Same issue with the engine: the cooling fan, for example, just hangs in the air attached to the engine block through a pipe. Where exactly it should be only becomes clear when the whole thing is installed -not to mention the pipe leading to the radiator does not reach it… These parts should be installed AFTER the bigger subassemblies are in place, so you can actually put them in place in situ, instead of worrying if they fit until you try several steps later.
My advice is to first glue the subassemblies together (front axle with wheels, bumper with holder, etc.), and once they are finished, THEN glue them to the chassis- this way you can do the alignment by eye easily while the glue is setting.
Ideally the model should be designed so that such visual alignment is not necessary (Takom’s Panther comes to mind, or even MiniArt’s T-54/55 series), but this model apparently was not designed with this in mind. It feels like they bit a bit more than they could chew, honestly. I do understand that the designers have to balance detail and buildability, but in this case I feel the balance is a bit off.

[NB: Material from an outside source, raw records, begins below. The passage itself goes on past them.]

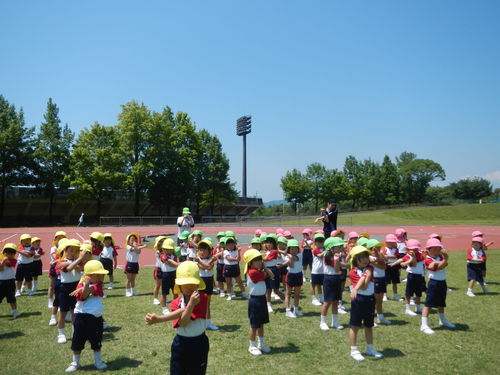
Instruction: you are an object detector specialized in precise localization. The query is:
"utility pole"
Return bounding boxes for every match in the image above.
[236,116,252,198]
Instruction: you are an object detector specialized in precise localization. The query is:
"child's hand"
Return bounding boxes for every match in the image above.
[189,291,200,307]
[144,313,159,325]
[351,288,358,301]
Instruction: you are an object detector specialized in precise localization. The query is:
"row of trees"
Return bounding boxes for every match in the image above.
[281,152,492,212]
[0,96,238,222]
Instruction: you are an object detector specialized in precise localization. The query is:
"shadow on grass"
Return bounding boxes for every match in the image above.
[381,348,406,358]
[0,331,24,340]
[271,342,300,354]
[219,324,241,332]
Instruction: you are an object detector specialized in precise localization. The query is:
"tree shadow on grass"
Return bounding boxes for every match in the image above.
[219,324,241,332]
[271,342,300,354]
[0,331,24,340]
[381,348,406,358]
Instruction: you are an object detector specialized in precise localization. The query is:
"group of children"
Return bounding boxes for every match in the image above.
[0,228,492,373]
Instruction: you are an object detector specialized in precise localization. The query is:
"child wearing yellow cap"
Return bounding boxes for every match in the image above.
[0,243,20,319]
[66,260,108,372]
[144,261,209,375]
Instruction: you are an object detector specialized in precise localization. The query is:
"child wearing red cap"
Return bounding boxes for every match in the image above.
[420,238,455,335]
[466,237,488,297]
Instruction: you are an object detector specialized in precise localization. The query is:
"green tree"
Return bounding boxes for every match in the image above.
[281,169,311,211]
[69,122,126,218]
[33,98,74,223]
[450,177,493,199]
[306,163,326,212]
[117,100,153,216]
[0,95,34,223]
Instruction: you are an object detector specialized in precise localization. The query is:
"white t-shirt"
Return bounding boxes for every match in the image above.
[125,245,139,263]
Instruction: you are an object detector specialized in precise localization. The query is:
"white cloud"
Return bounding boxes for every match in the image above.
[484,171,500,181]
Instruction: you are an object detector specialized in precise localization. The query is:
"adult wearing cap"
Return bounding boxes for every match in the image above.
[177,207,194,237]
[314,199,339,238]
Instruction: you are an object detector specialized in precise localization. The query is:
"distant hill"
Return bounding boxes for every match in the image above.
[264,199,288,207]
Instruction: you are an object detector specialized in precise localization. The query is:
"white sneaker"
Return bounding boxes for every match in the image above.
[248,346,262,355]
[351,350,365,362]
[66,362,80,372]
[332,323,344,330]
[378,318,392,325]
[57,335,66,344]
[257,343,271,353]
[94,361,108,370]
[420,327,434,335]
[365,349,384,359]
[439,320,457,328]
[207,323,219,331]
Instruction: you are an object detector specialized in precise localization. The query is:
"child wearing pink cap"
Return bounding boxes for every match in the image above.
[382,234,402,301]
[420,238,455,335]
[466,237,488,297]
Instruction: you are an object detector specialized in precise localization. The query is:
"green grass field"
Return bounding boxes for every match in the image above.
[0,249,500,375]
[266,203,500,226]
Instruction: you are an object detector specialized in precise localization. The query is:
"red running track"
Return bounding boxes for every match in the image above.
[0,225,500,269]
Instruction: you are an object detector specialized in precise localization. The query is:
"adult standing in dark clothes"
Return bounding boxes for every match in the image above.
[315,199,339,238]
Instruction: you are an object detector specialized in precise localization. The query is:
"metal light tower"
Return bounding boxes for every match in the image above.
[236,116,252,198]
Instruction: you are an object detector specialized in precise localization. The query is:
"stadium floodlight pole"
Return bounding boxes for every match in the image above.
[236,116,252,198]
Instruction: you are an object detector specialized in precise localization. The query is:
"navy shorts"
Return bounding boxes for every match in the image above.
[223,264,240,277]
[425,279,448,307]
[385,265,401,285]
[323,275,342,302]
[31,260,43,276]
[349,294,375,328]
[170,333,210,375]
[248,296,269,328]
[200,275,214,296]
[340,268,347,282]
[286,272,304,287]
[467,263,484,284]
[58,281,78,312]
[373,277,387,293]
[160,270,175,296]
[0,279,16,303]
[215,263,226,283]
[71,313,103,352]
[16,263,33,282]
[311,273,324,285]
[266,266,280,290]
[302,249,312,268]
[124,262,139,273]
[405,273,426,297]
[99,258,113,276]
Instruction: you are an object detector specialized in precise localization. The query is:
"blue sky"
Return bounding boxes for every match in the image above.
[0,0,500,201]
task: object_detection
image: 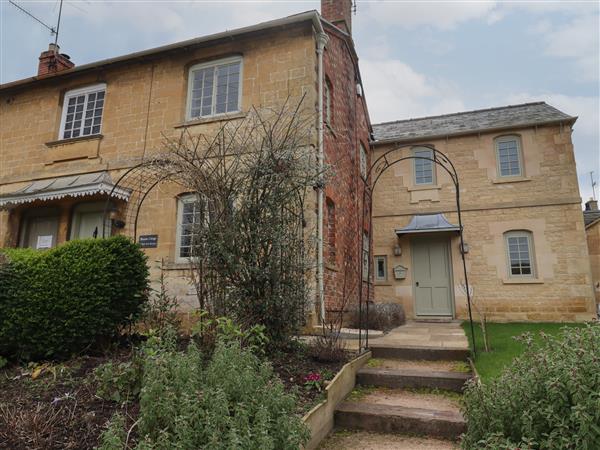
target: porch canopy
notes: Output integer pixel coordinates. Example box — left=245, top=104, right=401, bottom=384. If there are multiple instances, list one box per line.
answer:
left=0, top=171, right=130, bottom=209
left=396, top=213, right=460, bottom=236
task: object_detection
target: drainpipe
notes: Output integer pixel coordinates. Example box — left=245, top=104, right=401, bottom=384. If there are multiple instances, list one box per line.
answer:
left=317, top=29, right=329, bottom=323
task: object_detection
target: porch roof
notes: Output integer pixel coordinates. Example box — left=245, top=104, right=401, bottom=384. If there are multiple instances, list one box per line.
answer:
left=0, top=172, right=130, bottom=209
left=396, top=213, right=460, bottom=236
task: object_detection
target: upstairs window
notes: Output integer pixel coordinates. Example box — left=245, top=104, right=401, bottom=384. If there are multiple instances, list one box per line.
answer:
left=496, top=136, right=523, bottom=177
left=187, top=57, right=242, bottom=119
left=360, top=142, right=369, bottom=180
left=325, top=79, right=333, bottom=126
left=504, top=231, right=535, bottom=278
left=413, top=147, right=435, bottom=185
left=60, top=84, right=106, bottom=139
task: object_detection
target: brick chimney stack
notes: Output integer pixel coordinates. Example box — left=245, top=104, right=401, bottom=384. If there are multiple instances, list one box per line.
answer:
left=38, top=44, right=75, bottom=76
left=321, top=0, right=354, bottom=34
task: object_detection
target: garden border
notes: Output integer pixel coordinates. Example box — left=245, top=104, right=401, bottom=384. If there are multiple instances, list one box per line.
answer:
left=302, top=350, right=372, bottom=450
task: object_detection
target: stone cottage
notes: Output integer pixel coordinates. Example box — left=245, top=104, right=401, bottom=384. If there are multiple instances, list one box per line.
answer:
left=372, top=102, right=595, bottom=322
left=0, top=0, right=371, bottom=324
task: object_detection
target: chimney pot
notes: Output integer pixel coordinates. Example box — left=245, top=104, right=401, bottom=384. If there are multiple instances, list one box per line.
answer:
left=585, top=198, right=598, bottom=211
left=321, top=0, right=354, bottom=34
left=38, top=42, right=75, bottom=76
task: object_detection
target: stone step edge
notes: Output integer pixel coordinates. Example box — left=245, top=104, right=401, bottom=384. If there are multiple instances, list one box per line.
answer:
left=356, top=367, right=472, bottom=393
left=334, top=402, right=466, bottom=439
left=369, top=344, right=470, bottom=362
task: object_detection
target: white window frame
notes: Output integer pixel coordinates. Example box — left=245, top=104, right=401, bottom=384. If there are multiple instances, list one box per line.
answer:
left=504, top=230, right=537, bottom=279
left=58, top=83, right=106, bottom=140
left=185, top=56, right=244, bottom=121
left=358, top=142, right=369, bottom=180
left=412, top=147, right=436, bottom=186
left=374, top=255, right=387, bottom=281
left=494, top=134, right=525, bottom=178
left=175, top=194, right=208, bottom=263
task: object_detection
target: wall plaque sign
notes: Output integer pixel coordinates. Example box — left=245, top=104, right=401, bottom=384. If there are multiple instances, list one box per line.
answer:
left=138, top=234, right=158, bottom=248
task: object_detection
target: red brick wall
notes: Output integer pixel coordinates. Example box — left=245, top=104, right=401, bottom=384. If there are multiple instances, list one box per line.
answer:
left=323, top=25, right=372, bottom=311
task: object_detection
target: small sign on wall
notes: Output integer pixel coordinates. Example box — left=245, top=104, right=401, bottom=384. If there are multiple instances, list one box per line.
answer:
left=138, top=234, right=158, bottom=248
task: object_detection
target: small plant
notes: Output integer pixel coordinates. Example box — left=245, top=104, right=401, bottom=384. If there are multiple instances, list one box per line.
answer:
left=93, top=357, right=142, bottom=403
left=462, top=323, right=600, bottom=450
left=101, top=340, right=309, bottom=450
left=304, top=372, right=324, bottom=392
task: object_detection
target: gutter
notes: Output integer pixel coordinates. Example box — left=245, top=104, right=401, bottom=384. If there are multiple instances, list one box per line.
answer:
left=371, top=116, right=579, bottom=147
left=315, top=17, right=329, bottom=323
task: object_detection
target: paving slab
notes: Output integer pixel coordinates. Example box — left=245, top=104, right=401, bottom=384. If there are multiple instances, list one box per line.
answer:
left=319, top=430, right=460, bottom=450
left=348, top=388, right=460, bottom=414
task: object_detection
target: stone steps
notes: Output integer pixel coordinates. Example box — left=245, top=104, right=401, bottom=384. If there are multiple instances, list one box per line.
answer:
left=319, top=429, right=460, bottom=450
left=335, top=402, right=466, bottom=439
left=370, top=343, right=469, bottom=361
left=356, top=367, right=471, bottom=392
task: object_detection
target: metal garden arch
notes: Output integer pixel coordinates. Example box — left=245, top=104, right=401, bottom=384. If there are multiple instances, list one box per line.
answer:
left=359, top=144, right=476, bottom=356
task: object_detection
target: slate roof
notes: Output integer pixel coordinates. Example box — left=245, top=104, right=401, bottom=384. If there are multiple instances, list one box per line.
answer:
left=583, top=211, right=600, bottom=227
left=373, top=102, right=577, bottom=144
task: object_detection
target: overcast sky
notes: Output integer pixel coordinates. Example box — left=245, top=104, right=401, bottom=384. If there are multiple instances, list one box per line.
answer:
left=0, top=0, right=600, bottom=204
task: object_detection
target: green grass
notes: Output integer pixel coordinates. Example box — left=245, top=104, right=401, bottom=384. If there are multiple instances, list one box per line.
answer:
left=462, top=322, right=584, bottom=382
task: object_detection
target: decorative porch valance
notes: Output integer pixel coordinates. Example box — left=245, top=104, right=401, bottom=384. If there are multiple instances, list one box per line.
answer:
left=0, top=172, right=130, bottom=209
left=396, top=213, right=460, bottom=236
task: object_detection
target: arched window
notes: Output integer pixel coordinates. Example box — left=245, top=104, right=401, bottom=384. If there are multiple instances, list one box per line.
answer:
left=495, top=135, right=523, bottom=177
left=413, top=147, right=435, bottom=185
left=504, top=230, right=535, bottom=278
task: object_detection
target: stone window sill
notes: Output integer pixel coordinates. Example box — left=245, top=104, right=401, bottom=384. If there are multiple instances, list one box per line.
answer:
left=492, top=177, right=531, bottom=184
left=162, top=262, right=192, bottom=270
left=45, top=134, right=104, bottom=148
left=174, top=111, right=246, bottom=128
left=325, top=122, right=337, bottom=139
left=502, top=278, right=544, bottom=284
left=407, top=184, right=442, bottom=192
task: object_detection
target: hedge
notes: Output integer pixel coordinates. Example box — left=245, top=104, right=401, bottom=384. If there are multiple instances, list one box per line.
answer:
left=0, top=236, right=148, bottom=360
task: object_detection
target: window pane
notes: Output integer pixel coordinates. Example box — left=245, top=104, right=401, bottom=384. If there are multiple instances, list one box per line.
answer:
left=414, top=150, right=433, bottom=184
left=497, top=139, right=521, bottom=177
left=63, top=91, right=104, bottom=139
left=506, top=236, right=533, bottom=276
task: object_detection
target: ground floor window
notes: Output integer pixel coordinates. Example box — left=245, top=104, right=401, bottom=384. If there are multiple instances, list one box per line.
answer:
left=70, top=202, right=110, bottom=239
left=176, top=194, right=206, bottom=262
left=375, top=256, right=387, bottom=281
left=504, top=231, right=535, bottom=278
left=19, top=208, right=59, bottom=249
left=363, top=231, right=370, bottom=281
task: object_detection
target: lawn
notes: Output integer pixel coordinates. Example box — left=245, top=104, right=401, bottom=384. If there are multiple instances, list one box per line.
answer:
left=462, top=322, right=584, bottom=382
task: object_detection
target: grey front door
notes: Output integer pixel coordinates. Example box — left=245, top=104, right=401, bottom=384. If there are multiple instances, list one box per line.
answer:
left=411, top=237, right=453, bottom=316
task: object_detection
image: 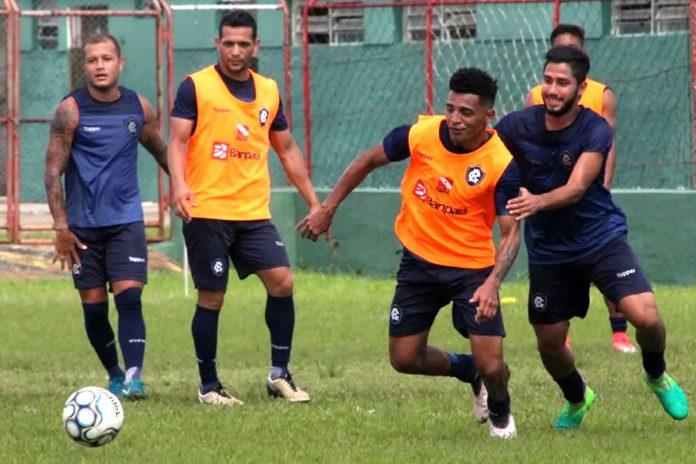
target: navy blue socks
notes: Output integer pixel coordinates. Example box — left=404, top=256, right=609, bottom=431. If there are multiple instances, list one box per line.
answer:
left=191, top=305, right=220, bottom=394
left=82, top=301, right=124, bottom=378
left=266, top=295, right=295, bottom=378
left=114, top=287, right=145, bottom=383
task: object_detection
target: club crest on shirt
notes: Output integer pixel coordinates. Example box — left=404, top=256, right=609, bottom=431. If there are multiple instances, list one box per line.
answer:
left=125, top=118, right=138, bottom=137
left=413, top=179, right=428, bottom=201
left=466, top=166, right=486, bottom=187
left=532, top=293, right=547, bottom=312
left=561, top=151, right=574, bottom=169
left=259, top=108, right=268, bottom=126
left=435, top=177, right=454, bottom=194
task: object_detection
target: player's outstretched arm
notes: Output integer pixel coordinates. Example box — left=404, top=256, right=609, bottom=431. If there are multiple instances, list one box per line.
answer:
left=296, top=142, right=389, bottom=241
left=139, top=96, right=169, bottom=174
left=167, top=117, right=196, bottom=222
left=44, top=98, right=87, bottom=269
left=602, top=87, right=618, bottom=190
left=269, top=130, right=319, bottom=212
left=507, top=152, right=604, bottom=221
left=469, top=215, right=520, bottom=322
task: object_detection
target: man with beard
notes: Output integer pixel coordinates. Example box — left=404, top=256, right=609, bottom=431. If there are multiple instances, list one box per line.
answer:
left=525, top=24, right=636, bottom=353
left=496, top=46, right=688, bottom=429
left=298, top=68, right=520, bottom=439
left=44, top=34, right=168, bottom=399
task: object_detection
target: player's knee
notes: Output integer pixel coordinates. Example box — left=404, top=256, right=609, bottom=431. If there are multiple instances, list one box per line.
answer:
left=198, top=291, right=225, bottom=310
left=268, top=272, right=294, bottom=297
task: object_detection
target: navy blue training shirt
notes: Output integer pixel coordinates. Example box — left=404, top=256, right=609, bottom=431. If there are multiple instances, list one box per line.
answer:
left=171, top=64, right=288, bottom=133
left=65, top=87, right=145, bottom=227
left=495, top=105, right=628, bottom=264
left=382, top=121, right=520, bottom=216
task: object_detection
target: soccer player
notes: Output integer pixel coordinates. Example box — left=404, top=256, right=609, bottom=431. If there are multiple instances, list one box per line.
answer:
left=525, top=24, right=636, bottom=353
left=168, top=10, right=319, bottom=405
left=298, top=68, right=520, bottom=438
left=496, top=46, right=688, bottom=429
left=44, top=34, right=167, bottom=399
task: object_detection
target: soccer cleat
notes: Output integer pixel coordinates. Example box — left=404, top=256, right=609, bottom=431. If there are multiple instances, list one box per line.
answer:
left=266, top=372, right=310, bottom=403
left=198, top=385, right=244, bottom=405
left=611, top=332, right=636, bottom=353
left=553, top=386, right=595, bottom=429
left=106, top=377, right=126, bottom=398
left=490, top=414, right=517, bottom=440
left=473, top=380, right=489, bottom=424
left=643, top=372, right=689, bottom=420
left=121, top=379, right=147, bottom=400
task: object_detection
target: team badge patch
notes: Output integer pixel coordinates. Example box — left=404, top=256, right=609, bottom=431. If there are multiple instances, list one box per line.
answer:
left=210, top=258, right=225, bottom=277
left=466, top=166, right=486, bottom=187
left=413, top=179, right=428, bottom=201
left=125, top=118, right=138, bottom=137
left=561, top=151, right=574, bottom=169
left=435, top=177, right=454, bottom=194
left=212, top=142, right=230, bottom=160
left=235, top=124, right=249, bottom=142
left=532, top=293, right=547, bottom=312
left=389, top=306, right=403, bottom=325
left=259, top=108, right=268, bottom=126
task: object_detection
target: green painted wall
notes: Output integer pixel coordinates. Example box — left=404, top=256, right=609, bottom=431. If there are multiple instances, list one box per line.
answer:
left=260, top=189, right=696, bottom=284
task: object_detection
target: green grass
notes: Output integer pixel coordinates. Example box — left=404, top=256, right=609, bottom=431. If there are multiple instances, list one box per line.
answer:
left=0, top=273, right=696, bottom=463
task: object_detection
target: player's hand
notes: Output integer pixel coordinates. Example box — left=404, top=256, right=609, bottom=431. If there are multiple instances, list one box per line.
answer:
left=295, top=205, right=333, bottom=242
left=53, top=229, right=87, bottom=270
left=469, top=281, right=500, bottom=324
left=172, top=182, right=196, bottom=222
left=505, top=187, right=542, bottom=221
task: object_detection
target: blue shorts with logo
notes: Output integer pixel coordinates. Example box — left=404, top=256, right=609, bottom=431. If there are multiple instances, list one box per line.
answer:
left=528, top=235, right=652, bottom=324
left=70, top=221, right=147, bottom=290
left=389, top=248, right=505, bottom=338
left=183, top=218, right=290, bottom=291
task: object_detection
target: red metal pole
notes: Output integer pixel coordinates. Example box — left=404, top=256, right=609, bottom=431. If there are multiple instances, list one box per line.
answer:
left=553, top=0, right=561, bottom=27
left=302, top=0, right=314, bottom=179
left=280, top=0, right=292, bottom=129
left=7, top=0, right=21, bottom=243
left=689, top=0, right=696, bottom=188
left=425, top=0, right=433, bottom=114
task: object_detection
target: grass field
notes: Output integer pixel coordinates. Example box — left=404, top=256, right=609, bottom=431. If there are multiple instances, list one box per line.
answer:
left=0, top=273, right=696, bottom=463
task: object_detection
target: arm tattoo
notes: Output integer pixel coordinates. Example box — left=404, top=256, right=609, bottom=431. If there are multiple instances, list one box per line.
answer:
left=495, top=242, right=520, bottom=282
left=140, top=118, right=169, bottom=174
left=44, top=102, right=77, bottom=228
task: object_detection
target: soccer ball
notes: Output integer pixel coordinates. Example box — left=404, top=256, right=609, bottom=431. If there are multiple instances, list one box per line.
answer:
left=63, top=387, right=123, bottom=447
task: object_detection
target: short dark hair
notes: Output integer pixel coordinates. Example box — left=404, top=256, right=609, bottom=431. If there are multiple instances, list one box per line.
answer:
left=544, top=45, right=590, bottom=84
left=82, top=34, right=121, bottom=58
left=450, top=68, right=498, bottom=107
left=551, top=24, right=585, bottom=47
left=218, top=10, right=256, bottom=40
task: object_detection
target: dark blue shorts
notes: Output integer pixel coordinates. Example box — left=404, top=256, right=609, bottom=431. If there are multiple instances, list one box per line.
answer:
left=70, top=222, right=147, bottom=290
left=528, top=235, right=652, bottom=324
left=183, top=218, right=290, bottom=291
left=389, top=249, right=505, bottom=338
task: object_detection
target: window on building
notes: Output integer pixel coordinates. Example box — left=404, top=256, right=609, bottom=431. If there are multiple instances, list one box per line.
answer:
left=612, top=0, right=689, bottom=35
left=32, top=0, right=59, bottom=50
left=292, top=0, right=365, bottom=45
left=404, top=4, right=476, bottom=42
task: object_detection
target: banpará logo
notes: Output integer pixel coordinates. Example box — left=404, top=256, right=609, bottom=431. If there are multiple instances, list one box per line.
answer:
left=532, top=293, right=546, bottom=312
left=466, top=166, right=486, bottom=187
left=389, top=306, right=402, bottom=325
left=210, top=258, right=225, bottom=277
left=259, top=108, right=268, bottom=126
left=125, top=118, right=138, bottom=137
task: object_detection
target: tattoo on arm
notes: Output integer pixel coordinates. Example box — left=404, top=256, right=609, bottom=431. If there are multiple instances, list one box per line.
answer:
left=44, top=100, right=78, bottom=228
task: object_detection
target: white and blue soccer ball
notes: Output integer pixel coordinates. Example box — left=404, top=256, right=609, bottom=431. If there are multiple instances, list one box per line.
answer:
left=63, top=387, right=123, bottom=447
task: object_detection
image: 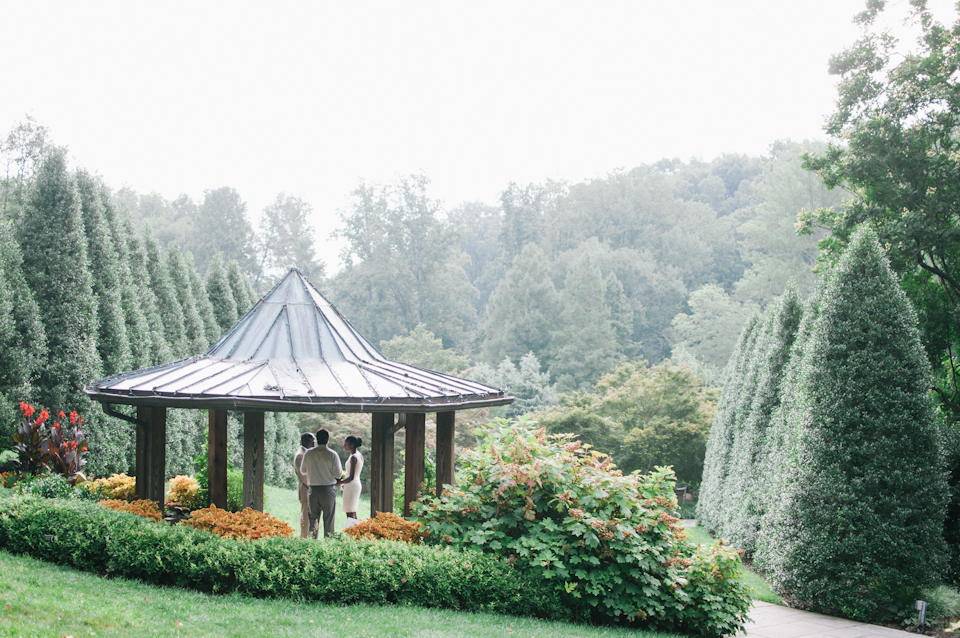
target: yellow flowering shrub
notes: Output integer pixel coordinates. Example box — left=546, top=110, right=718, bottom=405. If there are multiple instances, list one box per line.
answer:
left=182, top=505, right=293, bottom=540
left=100, top=499, right=163, bottom=523
left=343, top=512, right=423, bottom=545
left=83, top=474, right=137, bottom=501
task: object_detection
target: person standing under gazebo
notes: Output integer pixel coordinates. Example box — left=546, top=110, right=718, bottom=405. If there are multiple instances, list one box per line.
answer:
left=293, top=432, right=317, bottom=538
left=300, top=429, right=343, bottom=538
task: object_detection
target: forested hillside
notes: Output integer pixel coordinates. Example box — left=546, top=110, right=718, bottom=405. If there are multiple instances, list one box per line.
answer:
left=0, top=118, right=840, bottom=480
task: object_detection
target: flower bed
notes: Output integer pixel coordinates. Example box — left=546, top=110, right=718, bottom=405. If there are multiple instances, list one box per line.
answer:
left=182, top=505, right=293, bottom=540
left=343, top=512, right=424, bottom=544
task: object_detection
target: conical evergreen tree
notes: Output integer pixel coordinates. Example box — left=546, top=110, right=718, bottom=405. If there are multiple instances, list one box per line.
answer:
left=141, top=227, right=191, bottom=357
left=166, top=241, right=209, bottom=354
left=227, top=260, right=258, bottom=317
left=772, top=227, right=947, bottom=621
left=100, top=184, right=154, bottom=370
left=17, top=149, right=131, bottom=474
left=17, top=149, right=102, bottom=411
left=0, top=221, right=47, bottom=408
left=206, top=253, right=240, bottom=335
left=726, top=282, right=803, bottom=554
left=754, top=285, right=822, bottom=574
left=77, top=170, right=130, bottom=375
left=697, top=314, right=760, bottom=535
left=183, top=252, right=223, bottom=352
left=718, top=304, right=774, bottom=539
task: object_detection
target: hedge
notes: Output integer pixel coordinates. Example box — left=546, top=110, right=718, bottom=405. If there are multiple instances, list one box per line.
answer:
left=0, top=496, right=568, bottom=620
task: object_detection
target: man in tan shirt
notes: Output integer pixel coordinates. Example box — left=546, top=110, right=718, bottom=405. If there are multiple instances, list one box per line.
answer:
left=293, top=432, right=316, bottom=538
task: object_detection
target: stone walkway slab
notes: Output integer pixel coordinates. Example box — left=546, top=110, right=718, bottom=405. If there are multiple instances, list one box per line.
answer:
left=737, top=601, right=916, bottom=638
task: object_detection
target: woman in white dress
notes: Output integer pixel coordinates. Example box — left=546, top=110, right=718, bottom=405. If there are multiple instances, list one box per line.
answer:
left=338, top=435, right=363, bottom=527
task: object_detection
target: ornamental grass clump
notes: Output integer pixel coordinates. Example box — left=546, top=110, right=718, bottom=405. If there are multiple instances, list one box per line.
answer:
left=416, top=417, right=750, bottom=636
left=343, top=512, right=424, bottom=545
left=181, top=505, right=293, bottom=540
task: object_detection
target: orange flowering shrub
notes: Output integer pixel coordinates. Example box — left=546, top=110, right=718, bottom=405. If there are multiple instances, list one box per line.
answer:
left=100, top=499, right=163, bottom=523
left=83, top=474, right=137, bottom=501
left=343, top=512, right=423, bottom=545
left=167, top=475, right=200, bottom=510
left=183, top=505, right=293, bottom=540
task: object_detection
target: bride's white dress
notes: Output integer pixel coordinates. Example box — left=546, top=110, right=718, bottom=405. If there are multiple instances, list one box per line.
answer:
left=343, top=452, right=363, bottom=512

It is not a deal-breaker, but it is certainly not a pleasant challenge like their D7 dozer was.
One great thing is that the wheels are not given with rubber tires… they are assembled instead from thin disks, resulting in a pretty good representation of the real thing.
The model is quite a smart mix-and-match of MiniArt’s smaller kits: a Russian bus plus a ton of accessory sets make up for a tiny little workshop teeming with detail…
…Which has to be assembled and painted. Individually. Every single little wrench, bag of potato and all.
This will be tedious and time consuming. The results will be worth it for sure, but the work itself… well, I guess I signed up for it.